De l’avarice, du gaspillage et de la pauvreté - Les pauvres - Simmel
De l’avarice, du gaspillage et de la pauvreté
Or il est très caractéristique de l’hégémonie de l’argent sur nos modes de pensée que l’on aura tendance à désigner comme avarice — au sens de l’attrait exercé par l’argent — une série de phénomènes qui en sont en réalité l’exact contraire. Je pense ici à ces gens qui réutilisent une allumette ayant déjà servi, qui prennent soin de récupérer les pages vierges d’une lettre, qui conservent soigneusement le moindre bout de ficelle et consacrent une énergie considérable à retrouver la moindre épingle égarée. Ces personnes-là, on les appelle avares, parce qu’on s’est habitué à confondre spontanément le prix des choses et leur valeur. Mais, en fait, ces personnes, se comportant ainsi, n’ont absolument pas à l’esprit la valeur monétaire de ces objets : l’intensité des sentiments ici éprouvés se porte précisément sur la valeur concrète de ces objets, qui, à leurs yeux, est sans proportion aucune avec leur valeur monétaire.

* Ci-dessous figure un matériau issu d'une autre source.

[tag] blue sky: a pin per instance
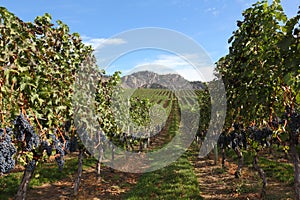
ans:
(208, 22)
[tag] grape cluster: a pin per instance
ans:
(24, 132)
(31, 165)
(236, 138)
(7, 150)
(62, 146)
(263, 136)
(294, 122)
(47, 147)
(73, 144)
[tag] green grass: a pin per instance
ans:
(176, 181)
(44, 173)
(283, 172)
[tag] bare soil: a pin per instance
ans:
(218, 183)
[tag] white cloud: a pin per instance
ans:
(165, 64)
(98, 43)
(213, 11)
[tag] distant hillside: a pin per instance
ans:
(147, 79)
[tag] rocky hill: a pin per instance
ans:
(147, 79)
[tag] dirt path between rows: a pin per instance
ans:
(218, 183)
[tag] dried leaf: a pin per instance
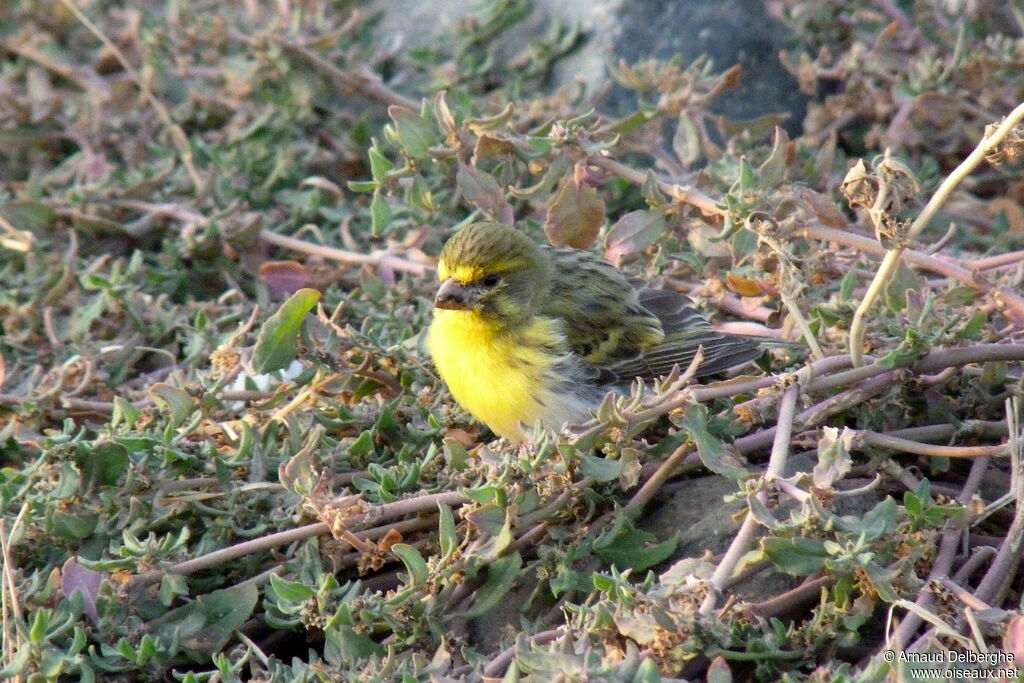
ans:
(574, 215)
(415, 133)
(823, 207)
(686, 141)
(633, 232)
(480, 189)
(285, 278)
(742, 286)
(773, 170)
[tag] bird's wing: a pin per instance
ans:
(603, 319)
(685, 331)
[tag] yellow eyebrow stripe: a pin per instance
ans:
(462, 273)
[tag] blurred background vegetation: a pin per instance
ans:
(225, 456)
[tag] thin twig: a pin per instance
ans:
(888, 266)
(377, 258)
(178, 137)
(776, 466)
(361, 80)
(687, 195)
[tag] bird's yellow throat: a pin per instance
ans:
(500, 376)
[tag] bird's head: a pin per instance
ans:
(493, 270)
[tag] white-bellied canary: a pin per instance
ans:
(525, 333)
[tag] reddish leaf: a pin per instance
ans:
(633, 232)
(742, 286)
(574, 215)
(480, 189)
(284, 279)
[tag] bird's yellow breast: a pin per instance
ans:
(498, 375)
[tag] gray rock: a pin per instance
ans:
(729, 32)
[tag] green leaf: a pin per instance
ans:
(502, 574)
(972, 329)
(847, 285)
(882, 581)
(205, 626)
(417, 566)
(574, 214)
(448, 537)
(380, 214)
(796, 556)
(880, 520)
(416, 135)
(910, 349)
(633, 232)
(291, 591)
(632, 549)
(379, 164)
(600, 469)
(712, 452)
(488, 518)
(105, 464)
(363, 186)
(719, 671)
(275, 344)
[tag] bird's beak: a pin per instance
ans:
(452, 295)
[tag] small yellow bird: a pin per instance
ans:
(525, 333)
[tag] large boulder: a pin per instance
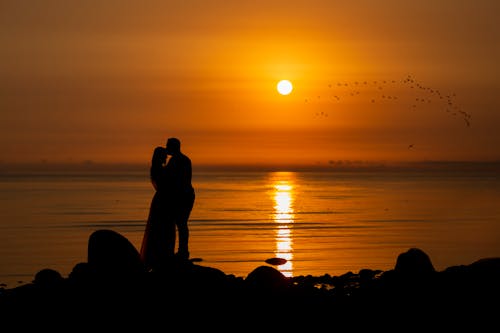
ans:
(111, 254)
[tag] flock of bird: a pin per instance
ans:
(416, 95)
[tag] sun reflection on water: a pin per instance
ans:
(284, 196)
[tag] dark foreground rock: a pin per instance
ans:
(113, 289)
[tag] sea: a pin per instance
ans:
(322, 221)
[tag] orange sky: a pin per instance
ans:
(106, 81)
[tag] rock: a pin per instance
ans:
(415, 263)
(111, 254)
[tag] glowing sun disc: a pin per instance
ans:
(284, 87)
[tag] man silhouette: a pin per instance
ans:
(179, 173)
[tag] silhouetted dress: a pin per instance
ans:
(158, 243)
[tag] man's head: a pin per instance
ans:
(173, 145)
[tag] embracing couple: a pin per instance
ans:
(170, 207)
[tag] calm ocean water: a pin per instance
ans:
(322, 222)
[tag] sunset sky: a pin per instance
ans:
(107, 81)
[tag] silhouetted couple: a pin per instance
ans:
(170, 207)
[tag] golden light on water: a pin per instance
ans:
(283, 194)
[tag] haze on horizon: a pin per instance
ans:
(106, 81)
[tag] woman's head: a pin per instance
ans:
(159, 155)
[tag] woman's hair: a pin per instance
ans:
(157, 162)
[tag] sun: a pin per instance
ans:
(284, 87)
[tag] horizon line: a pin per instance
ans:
(339, 165)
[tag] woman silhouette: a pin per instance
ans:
(158, 243)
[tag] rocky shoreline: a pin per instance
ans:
(112, 287)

Dans de très nombreux cas au moins, il ne s’agit absolument pas pour ces personnes économes de sauver quelques pfennigs ; c’est précisément parce qu’elles ne sont pas obnubilées par l’argent — lequel permet de se procurer sans aucune difficulté les objets en question —, qu’elles montrent assez souvent ici une indépendance certaine et n’attachent de la valeur qu’à la chose seule.
C’est à cette catégorie qu’appartiennent aussi ces personnes étranges, mais moins rares qu’on le croit, qui offrent sans difficulté cent marks mais ne peuvent voir une feuille arrachée à leur réserve de papier, ou quelque autre objet, qu’à la condition de fournir un véritable effort sur elles-mêmes. Il ne s’agit naturellement pas de nier que, sur cette base de l’estimation de la pure valeur d’usage, il peut intervenir quelque chose d’analogue à l’avarice. Mais au sens où elle est le plus souvent comprise : en tant que la valeur monétaire des objets que les personnes ainsi caractérisées voudraient sauver — ce qui n’est à coup sûr pas souvent le cas. En effet, si les choses sont précisément indifférentes à l’avare, c’est parce que l’argent les a privées de toute finalité, alors que le comportement de ces autres personnes serait tout à fait dénué de sens s’il était déterminé par la valeur monétaire des choses — bien qu’il puisse aussi se montrer dépourvu de toute rationalité en la négligeant entièrement. La fin leur fait oublier le moyen, qui la rend pourtant en tout temps atteignable, alors que l’avare, lui, néglige la fin en ne prenant en considération que le moyen — alors même que seule cette fin donne à celui-là sa signification.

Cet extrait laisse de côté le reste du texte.